I'm trying to decide if I care about the robot roach kit. Backyard Brains offers a Bluetooth "backpack" kit you can attach to a roach (some dis-assembly required) and guide it remotely. Critics say it is inhumane and instrumentalist, which perhaps it is. On the other hand what I generally do with roaches is crush them to death. Or perhaps poison them, though I haven't had to do that in decades. Does the Giant Shoe Of Doom cause less stress than being run in circles by a 12-year-old? ...maybe...

"A company spokeswoman told the BBC that the backpack had been developed solely to encourage children to take an interest in neuroscience which, she said, needed to be better taught in American schools." Umm. I'm not sure I believe that. I'd bet they saw a possibility for a new kind of science kit, and didn't figure anybody would worry about experimenting on roaches. True, you have to replace its antennae, but you also have to handle it carefully and feed it and take care of it for a while, almost like a pet.

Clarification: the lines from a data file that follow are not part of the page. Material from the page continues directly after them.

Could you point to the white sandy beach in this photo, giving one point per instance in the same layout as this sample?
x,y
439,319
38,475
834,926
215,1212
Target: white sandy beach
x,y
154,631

I don't like causing pain for the sake of pain. I burned ants with a magnifying glass in my youth(*), and tried to emulate the LaBrea tar pits when the ant crawled on a bit of tar filling cracks in the playground. I wouldn't do that today. I don't think the youthful exercise turned me into a psychopath, and I'd not worry unduly about kids trying it out once or twice. Making a habit of it is another matter. I wouldn't try to robot control a mouse just for my own entertainment, though I've no objection to studying mouse brain workings in general.

I'm not perfectly consistent, I suppose. It doesn't seem neatly black and white. I might, if I thought the kid was properly interested, give such a kit--though the $100 price tag is a little much for a one-shot kid's demonstration experiment.


(*) It is harder than it looks. Ants move quickly.

I did learn that it wasn't easy to set leaves on fire with the magnifier. It wasn't until many years later, when I was showing my own kids how, that I tried two at once and discovered the hard way that a nice hot fire got going in between the two layers.